Well, there is a lot of motivated cognition on that topic (relevant disclaimer, I’m an atheist in the conventional sense of the word) and it seems deceptively straight forward to answer (mostly by KC-dabblers), but it is in fact anything but. The non-triviality arises from technical considerations, not some philosophical obscurantism.
This may be the wrong comment chain to get into it, and your grandstanding doesn’t exactly signal an immediate willingness to engage in medias res, so I won’t elaborate for the moment (unless you want me to).
The laws of physics as we know them are very simple, and we believe that they may actually be even simpler. Meanwhile, a mind existing outside of physics is somehow a more consistent and simple explanation than humans having hardware in the brain that promotes hypotheses involving human-like agents behind everything, which explains away every religion ever? Minds are not simpler than physics. This is not a technical controversy.
Go on and elaborate, but unless you can show some very thorough technical considerations, I just don’t see how you’re able to claim a mind has low Kolmogorov complexity.
“Mind” is a high level concept, on a base level it is just a subset of specific physical structures. The precise arrangement of water molecules in a waterfall, over time, matches if not dwarves the KC of a mind.
That is, if you wanted to recreate precisely this or that waterfall as it precisely happened (with the orientation of each water molecule preserved with high fidelity), the strict computational complexity would be way higher than for a comparatively more ordered and static mind.
The data doesn’t care what importance you ascribe to it. It’s not as if, say, “power”, automatically comes with “hard to describe computationally”. On the contrary, allowing for a function to do arbitrary code changes is easier to implement that defining precise power limitations (see constraining an AI’s utility function).
Then there’s the sheer number of mind-phenomena, are you suggesting adding one by necessity increases complexity? In fact, removing one can increase it as well: If I were to describe a reality in which ceteris is paribus, with the exception of your mind not actually being a mind, then by removing a mind I would have increased overall complexity. Not even taking into account that there are plenty of mind-templates around already (implicitly, since KC, even though uncomputable, is optimal), and that for complexity considerations, adding another of a template isn’t even adding much, necessarily (I’m aware that adding just a few bits already comes with a steep penalty, this comment isn’t meant to be exhaustive). See also the alphabet example further on.
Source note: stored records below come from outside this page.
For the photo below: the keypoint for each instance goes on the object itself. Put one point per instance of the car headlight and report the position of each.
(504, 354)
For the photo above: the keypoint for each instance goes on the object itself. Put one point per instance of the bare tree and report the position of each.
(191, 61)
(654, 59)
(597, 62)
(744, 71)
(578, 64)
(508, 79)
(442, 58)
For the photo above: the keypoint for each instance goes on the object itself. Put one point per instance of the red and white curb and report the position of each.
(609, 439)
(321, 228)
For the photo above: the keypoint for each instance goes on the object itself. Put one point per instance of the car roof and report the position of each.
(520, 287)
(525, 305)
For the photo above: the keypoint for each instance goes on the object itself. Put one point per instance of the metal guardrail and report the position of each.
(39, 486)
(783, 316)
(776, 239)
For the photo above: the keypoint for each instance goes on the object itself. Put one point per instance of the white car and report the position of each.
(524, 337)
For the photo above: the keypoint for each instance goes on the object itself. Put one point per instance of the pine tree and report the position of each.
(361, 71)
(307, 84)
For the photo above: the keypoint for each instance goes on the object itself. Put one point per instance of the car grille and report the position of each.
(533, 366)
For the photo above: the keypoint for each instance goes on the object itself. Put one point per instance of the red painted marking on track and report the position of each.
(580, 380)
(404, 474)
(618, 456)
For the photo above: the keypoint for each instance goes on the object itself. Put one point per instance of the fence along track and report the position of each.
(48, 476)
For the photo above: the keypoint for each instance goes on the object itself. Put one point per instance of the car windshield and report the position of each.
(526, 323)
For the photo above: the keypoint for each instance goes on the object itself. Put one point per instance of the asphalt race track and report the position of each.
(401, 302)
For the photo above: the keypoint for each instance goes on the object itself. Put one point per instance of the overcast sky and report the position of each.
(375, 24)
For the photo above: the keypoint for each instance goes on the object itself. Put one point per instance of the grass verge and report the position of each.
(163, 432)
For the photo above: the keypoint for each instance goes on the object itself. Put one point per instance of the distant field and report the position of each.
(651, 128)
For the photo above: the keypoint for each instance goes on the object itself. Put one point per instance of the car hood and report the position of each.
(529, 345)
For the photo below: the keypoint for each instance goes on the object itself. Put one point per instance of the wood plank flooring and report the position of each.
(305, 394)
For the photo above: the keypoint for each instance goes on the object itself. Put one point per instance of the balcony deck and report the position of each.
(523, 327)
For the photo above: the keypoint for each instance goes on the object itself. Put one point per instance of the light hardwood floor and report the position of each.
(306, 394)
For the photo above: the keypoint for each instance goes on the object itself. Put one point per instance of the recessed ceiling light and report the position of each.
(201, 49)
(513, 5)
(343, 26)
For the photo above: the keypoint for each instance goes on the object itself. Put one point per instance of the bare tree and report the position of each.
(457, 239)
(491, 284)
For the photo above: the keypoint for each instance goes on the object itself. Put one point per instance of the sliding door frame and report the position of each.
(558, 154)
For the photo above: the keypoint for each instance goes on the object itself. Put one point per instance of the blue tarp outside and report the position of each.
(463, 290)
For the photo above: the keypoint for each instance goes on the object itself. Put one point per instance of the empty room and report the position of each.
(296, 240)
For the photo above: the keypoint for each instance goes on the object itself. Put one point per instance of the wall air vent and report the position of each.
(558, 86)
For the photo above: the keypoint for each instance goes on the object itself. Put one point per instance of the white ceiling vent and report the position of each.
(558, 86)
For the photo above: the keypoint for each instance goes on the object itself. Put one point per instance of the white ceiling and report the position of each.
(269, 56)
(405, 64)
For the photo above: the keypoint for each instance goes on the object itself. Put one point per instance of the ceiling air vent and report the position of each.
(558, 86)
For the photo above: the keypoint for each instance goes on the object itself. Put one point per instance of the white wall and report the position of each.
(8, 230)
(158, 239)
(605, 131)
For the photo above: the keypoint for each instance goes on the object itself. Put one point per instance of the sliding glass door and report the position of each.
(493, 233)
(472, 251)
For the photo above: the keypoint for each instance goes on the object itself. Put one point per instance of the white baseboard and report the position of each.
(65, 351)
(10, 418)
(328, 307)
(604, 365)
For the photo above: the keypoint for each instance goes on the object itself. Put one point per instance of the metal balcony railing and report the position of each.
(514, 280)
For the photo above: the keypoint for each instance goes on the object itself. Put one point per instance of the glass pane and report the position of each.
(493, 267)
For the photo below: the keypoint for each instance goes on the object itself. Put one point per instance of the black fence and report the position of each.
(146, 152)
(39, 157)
Then there’s the illusion that somehow our universe is of low complexity just because the physical laws governing the transition between time-steps are simple. That is mistaken. If we just look at the laws, and start with a big bang that is not precisely informationally described, we get a multiverse host of possible universes with our universe not in the beginning, which goes counter the KC demands. You may say “I don’t care, as long as our universe is somewhere in the output, that’s fine”. But then I propose an even simpler theory of everything: Output a long enough sequence of Pi, and you eventually get our universe somewhere down the line as well. So our universe’s actual complexity is enourmous, down to atoms in a stone on a hill on some moon somewhere in the next galaxy. There exists a clear trade-off between explanatory power and conciseness. I used to link an old Hutter lecture on that latter topic a few years ago, I can dig it out if you’d like. (ETA: See for example the paragraph labeled “A” on page 6 in this paper of his).
The old argument that |”universe + mind”| > |”universe”| is simplistic and ill-applied. Unlike with probabilities, the sequence ABCDABCDABCDABCD can be less complex than ABCDABCDABCDABC.
The list goes on, if you want to focus on some aspect of it we can go into greater depth on that. Bottom line is, if there’s a slam dunk case, I don’t see it.